I have one of those, definitely a #1 MT.


----------



## williamm (Oct 10, 2011)

I have a Craftsman wood lathe that has been out in the garage for a good long time. I just got it dusted off to find a lot of rust. Been in the process of cleaning it up and oiling it down to use in turning pens. The bed is a large tube that the tool rest and tail stock slide along. It is a #1 MT. I just got my pen mandrel and it fits fine. Got to move the lathe back into my basement now that winter is setting in so I can make pens all winter.


----------



## BernieW (Sep 12, 2006)

Sounds like a plan. Have fun making pens. My mandrel for pens wasn't working to well as I probably had tightened the tailstock to much so I ordered this from Penn State Industries. A friend of mine who makes pens all the time told me about this.

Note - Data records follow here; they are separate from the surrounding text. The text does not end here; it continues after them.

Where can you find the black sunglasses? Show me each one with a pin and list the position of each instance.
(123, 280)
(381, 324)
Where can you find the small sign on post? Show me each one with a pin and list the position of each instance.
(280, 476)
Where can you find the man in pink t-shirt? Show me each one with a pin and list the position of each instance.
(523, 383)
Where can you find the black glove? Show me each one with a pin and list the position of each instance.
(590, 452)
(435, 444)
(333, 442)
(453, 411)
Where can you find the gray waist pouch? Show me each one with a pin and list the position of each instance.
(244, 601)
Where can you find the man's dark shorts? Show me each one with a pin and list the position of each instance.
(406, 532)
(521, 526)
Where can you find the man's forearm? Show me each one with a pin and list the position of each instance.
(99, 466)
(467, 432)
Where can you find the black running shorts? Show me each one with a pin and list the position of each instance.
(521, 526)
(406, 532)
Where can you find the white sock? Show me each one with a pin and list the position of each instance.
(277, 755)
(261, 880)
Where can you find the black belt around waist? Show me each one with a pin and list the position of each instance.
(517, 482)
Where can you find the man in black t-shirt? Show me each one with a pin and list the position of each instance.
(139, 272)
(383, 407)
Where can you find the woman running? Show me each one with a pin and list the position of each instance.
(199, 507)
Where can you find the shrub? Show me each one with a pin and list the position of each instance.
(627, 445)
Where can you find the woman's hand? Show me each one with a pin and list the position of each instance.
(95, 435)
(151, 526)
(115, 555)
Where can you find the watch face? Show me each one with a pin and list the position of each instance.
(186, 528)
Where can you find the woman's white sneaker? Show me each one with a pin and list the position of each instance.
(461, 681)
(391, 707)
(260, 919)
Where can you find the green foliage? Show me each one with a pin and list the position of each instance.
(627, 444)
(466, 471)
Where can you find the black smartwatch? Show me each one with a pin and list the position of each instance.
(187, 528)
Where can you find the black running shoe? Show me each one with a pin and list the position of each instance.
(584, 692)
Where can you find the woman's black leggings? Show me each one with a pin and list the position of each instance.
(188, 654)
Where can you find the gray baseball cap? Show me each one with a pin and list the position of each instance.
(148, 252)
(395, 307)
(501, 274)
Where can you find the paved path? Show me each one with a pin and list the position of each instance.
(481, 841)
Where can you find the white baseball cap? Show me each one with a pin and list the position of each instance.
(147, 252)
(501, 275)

#2 MT Pen Mandrel Saver Package at Penn State Industries

Pen blanks were coming out slightly out of round with my old mandrel. This should help with my pen making and they do make a set for a MT #1. They also have a free DVD on penturning if that would be of help.


----------



## Smokey7385 (Jun 28, 2011)

Bernie, the reviews were not all that great on this product, one guy has gone through 4 of them with all of them failing. Have you had any troubles with yours?

I've started tuning pens on center. JonnyCNC on another site sells bushings designed specifically for turning on center. I've also used just standard bushings to turn on center with great results.


----------



## williamm (Oct 10, 2011)

Thanks. That is the mandrel I just got. I really haven't used it yet since I need to set my lathe up again but that was the mandrel I did my first pen with in class. It seemed to work really well and there isn't a lot of extra space to cause wobble on the shaft. It should be a great setup.


----------



## BernieW (Sep 12, 2006)

Smokey7385 said:


> Bernie, the reviews were not all that great on this product, one guy has gone through 4 of them with all of them failing. Have you had any troubles with yours?
> 
> I've started tuning pens on center. JonnyCNC on another site sells bushings designed specifically for turning on center. I've also used just standard bushings to turn on center with great results.



So far so good Rusty. It seems to spin rather well. I made a pen for my sister with it and it came out perfectly round. I guess time will tell. I will post if I have any problems. I saw those bushings to turn between centers and I think I will order a couple of sets for the pens I do all the time.


----------